NEW YORK/CHICAGO/WASHINGTON, (Reuters) – The U.S. futures trading industry reeled on yesterday as federal regulators accused Iowa-based broker PFGBest of misappropriating over $200 million in customer funds for more than two years in an alarming echo of MF Global’s collapse.
The Commodity Futures Trading Commission (CFTC), which had give a clean bill of health to dozens of brokers in January, said that the firm’s regulated Peregrine Financial Group (PFG) unit and its owner had failed to maintain sufficient capital in segregated accounts since at least February 2010.
It also said the broker lied to regulators in order to hide the shortfall, which now stands in excess of $200 million, more than half of the broker’s total client funds.

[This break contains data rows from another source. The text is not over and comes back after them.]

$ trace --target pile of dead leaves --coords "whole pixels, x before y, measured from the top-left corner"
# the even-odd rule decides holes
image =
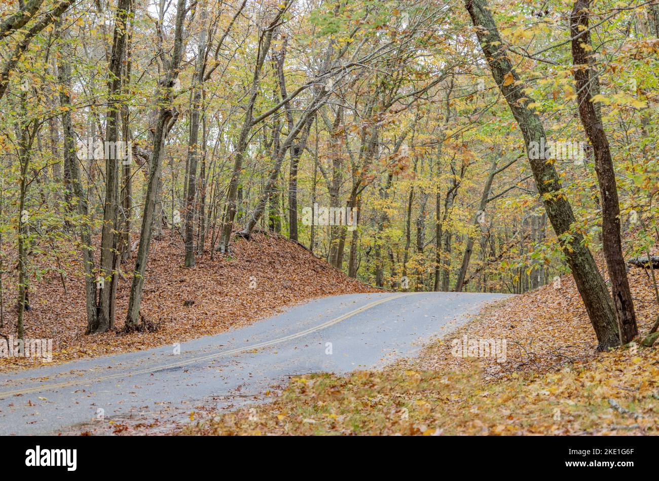
[[[228,256],[215,253],[212,260],[207,251],[197,256],[195,268],[186,269],[183,244],[172,233],[152,242],[146,269],[140,314],[158,326],[157,331],[118,333],[128,306],[131,260],[122,266],[125,272],[117,288],[116,331],[85,335],[84,277],[72,248],[69,261],[66,293],[59,274],[33,280],[32,310],[25,313],[26,337],[52,339],[53,362],[181,343],[243,327],[313,298],[378,291],[348,277],[294,242],[263,234],[255,234],[251,240],[237,239]],[[4,280],[5,289],[11,289],[15,279]],[[0,333],[15,336],[16,297],[7,292]],[[0,370],[42,365],[35,358],[0,358]]]

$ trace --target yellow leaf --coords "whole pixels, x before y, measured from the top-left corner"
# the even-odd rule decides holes
[[[505,87],[507,85],[510,85],[513,82],[515,82],[515,77],[513,76],[513,72],[509,72],[505,75],[503,76],[503,86]]]

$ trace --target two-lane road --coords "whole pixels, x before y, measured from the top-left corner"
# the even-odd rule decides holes
[[[291,375],[345,373],[414,355],[423,342],[451,331],[484,302],[505,297],[335,296],[180,346],[0,374],[0,434],[56,434],[134,414],[148,420],[163,407],[180,420],[209,400],[219,408],[235,406]]]

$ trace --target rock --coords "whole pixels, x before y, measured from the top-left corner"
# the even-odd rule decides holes
[[[658,339],[659,339],[659,332],[652,333],[650,335],[646,336],[645,339],[641,341],[641,345],[652,347]]]

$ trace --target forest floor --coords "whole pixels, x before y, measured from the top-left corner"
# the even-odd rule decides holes
[[[380,292],[351,279],[295,242],[279,236],[256,234],[237,240],[230,256],[207,251],[196,256],[196,266],[183,267],[181,237],[166,235],[152,242],[140,312],[159,325],[156,332],[123,335],[130,289],[125,272],[117,293],[114,331],[86,335],[84,283],[78,251],[61,260],[66,292],[55,271],[30,287],[30,312],[25,313],[25,337],[53,339],[52,363],[142,351],[181,343],[244,327],[277,310],[328,295]],[[134,260],[122,266],[129,271]],[[0,334],[15,338],[16,297],[13,279],[5,278],[5,325]],[[185,301],[194,301],[185,306]],[[0,372],[38,367],[33,357],[0,358]]]
[[[629,273],[641,333],[659,310]],[[506,341],[505,358],[464,358],[453,339]],[[571,276],[486,308],[382,371],[294,378],[273,403],[217,415],[186,434],[657,434],[659,348],[596,353]],[[468,353],[469,354],[469,353]]]

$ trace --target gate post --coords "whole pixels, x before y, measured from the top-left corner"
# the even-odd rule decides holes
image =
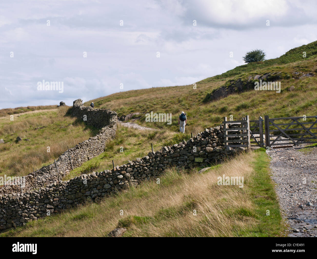
[[[248,133],[248,147],[250,147],[251,146],[251,142],[250,139],[250,119],[249,118],[249,115],[247,115],[245,119],[247,120],[247,133]]]
[[[265,147],[270,147],[270,125],[269,119],[268,115],[264,116],[264,126],[265,130]]]
[[[263,124],[262,122],[263,120],[261,116],[259,118],[259,127],[260,129],[260,146],[263,147],[264,145],[263,141]]]

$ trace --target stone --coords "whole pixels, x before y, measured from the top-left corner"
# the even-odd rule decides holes
[[[202,163],[204,162],[204,158],[202,157],[195,157],[195,162],[199,163]]]

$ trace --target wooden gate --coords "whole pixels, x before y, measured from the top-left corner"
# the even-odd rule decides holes
[[[250,146],[249,115],[241,120],[227,120],[223,118],[223,146],[231,147]]]
[[[259,120],[249,121],[250,137],[253,140],[250,142],[251,146],[263,147],[264,146],[263,139],[263,119],[260,116]]]
[[[266,147],[279,145],[272,148],[279,148],[317,143],[317,127],[314,126],[317,123],[317,116],[270,118],[266,115],[264,120]],[[278,141],[282,143],[276,143]]]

“The whereabouts of the funds is currently unknown,” the CFTC said in a complaint against the PFG and its founder and chairman, Russell R. Wasendorf Sr., whose apparent suicide attempt on Monday morning outside the firm’s Cedar Falls, Iowa, offices appears to have triggered the crisis.
The shortfall is modest relative to the estimated $1.6 billion missing from MF Global’s accounts, but news of a second broker violating sacrosanct segregated customer funds threatens to shatter the fragile confidence in the industry which once prided itself on an unblemished record in protecting client money.
Wasendorf, a well-known and mostly well-regarded figure in the industry over a four-decade career as a journalist, trader and executive, was reported to be in a coma, the filing said.